I have had a mixed history with contemplative prayer.  I have engaged in meditation for periods of my life and then I have let the practice lapse.  There are two things that Steve said Monday night that particularly touched me and will fortify my practice of prayer without words.  But they moved me, too, because I think they are applicable to worship and thus can be of value to all of us whether we practice prayer without words or not.

Steve said that we should enter into contemplative prayer without particular expectations about what is going to happen or what we want to get out of it.  For those who want to develop a practice of wordless prayer, Steve suggests contemplative prayer periods of twenty minutes each twice a day.  And he told us simply to think of those times as giving up twenty minutes to God.  That’s it.  No other agenda.  No specific expectations.  Just give up twenty minutes of our day, of our life, to God.  Steve said that if we expect nothing specific, then God is very free to “speak” and “act” in us.

The other thing Steve said that I found so helpful is that “the fruits of the prayer are not in the prayer.”  The prize of contemplative prayer is not normally to be found right away within the twenty-minute prayer times, but in the reformations and transformations that occur in our lives, sometimes noticeably so and sometimes imperceptibly, as a result of our times of meditation in which God has free sway in us.

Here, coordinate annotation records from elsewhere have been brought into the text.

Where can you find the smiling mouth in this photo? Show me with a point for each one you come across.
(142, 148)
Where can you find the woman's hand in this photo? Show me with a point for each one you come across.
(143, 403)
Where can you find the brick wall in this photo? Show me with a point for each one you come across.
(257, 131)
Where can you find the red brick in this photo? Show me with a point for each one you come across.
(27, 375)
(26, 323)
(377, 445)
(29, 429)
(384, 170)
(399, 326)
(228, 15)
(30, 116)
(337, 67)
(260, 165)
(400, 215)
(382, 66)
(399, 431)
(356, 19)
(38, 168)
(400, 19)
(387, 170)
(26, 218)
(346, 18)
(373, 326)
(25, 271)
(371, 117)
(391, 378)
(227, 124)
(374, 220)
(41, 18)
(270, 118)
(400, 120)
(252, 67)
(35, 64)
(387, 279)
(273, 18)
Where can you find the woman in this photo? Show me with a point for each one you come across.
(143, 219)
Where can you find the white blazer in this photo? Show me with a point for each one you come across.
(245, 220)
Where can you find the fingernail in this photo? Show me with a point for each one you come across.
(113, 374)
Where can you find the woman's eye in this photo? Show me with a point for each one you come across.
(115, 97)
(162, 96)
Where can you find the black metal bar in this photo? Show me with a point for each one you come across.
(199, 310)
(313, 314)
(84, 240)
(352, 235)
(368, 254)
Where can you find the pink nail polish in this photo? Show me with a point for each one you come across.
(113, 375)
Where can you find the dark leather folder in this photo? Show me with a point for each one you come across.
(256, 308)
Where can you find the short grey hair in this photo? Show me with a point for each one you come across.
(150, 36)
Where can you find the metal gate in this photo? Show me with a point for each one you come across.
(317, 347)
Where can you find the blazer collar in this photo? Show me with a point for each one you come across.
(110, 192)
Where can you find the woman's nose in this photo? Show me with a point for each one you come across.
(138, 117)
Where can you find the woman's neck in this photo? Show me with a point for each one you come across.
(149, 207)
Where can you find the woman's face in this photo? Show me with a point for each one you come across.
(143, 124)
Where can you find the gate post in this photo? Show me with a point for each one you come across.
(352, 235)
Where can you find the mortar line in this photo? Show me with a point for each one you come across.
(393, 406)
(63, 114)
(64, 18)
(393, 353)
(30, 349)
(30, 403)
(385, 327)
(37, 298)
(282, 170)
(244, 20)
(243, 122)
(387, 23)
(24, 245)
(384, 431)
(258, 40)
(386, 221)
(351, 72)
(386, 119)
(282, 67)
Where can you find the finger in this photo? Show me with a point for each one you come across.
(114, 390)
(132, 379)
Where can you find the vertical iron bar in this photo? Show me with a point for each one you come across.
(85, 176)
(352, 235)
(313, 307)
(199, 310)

Here are the applications I would make to our worship:  Do not come to worship with particular expectations of worship or wanting to get something out of it.  Do come expectantly, knowing that worship is invaluable and irreplaceable in our lives.  But do not come with pre-determined expectations or with any designs on getting something specific (like a particular feeling) out of it.  Rather come with the idea that you simply are giving these sixty (or seventy!) minutes to God.  Just do it, just come to worship week by week by week.  No particular expectations.  And making no judgments about it when you leave, for none of us knows at so early a time what from a service may take root in us that did not seem to “do anything for me” in the moment or what might evaporate almost instantaneously even though worship that day “really moved me.”

The other application is that the fruits of worship are not in the worship.  The worship hour is not a thing-in-itself nor an end-in-itself.  Worship is not over when you leave the sanctuary.  Worship in its function is like the parables that Jesus told.  They are not intended to be understood all at once.  Parables continue to work their teachings and wisdom in us on many levels over an extended period of time.  So, too, worship.  Worship is not intended to produce an experience of God during the worship hour (though that may happen from time to time); worship opens us to God for all the moments of our lives.  Worship works in us far past the worship time we spend in the sanctuary which is why, whether we know it or not, we are greatly impoverished if regular, consistent worship is not a part of our lives.

Contemplative prayer.  Worship.  They are not so much about producing moments with God as preparing us for a whole and mature lives in God.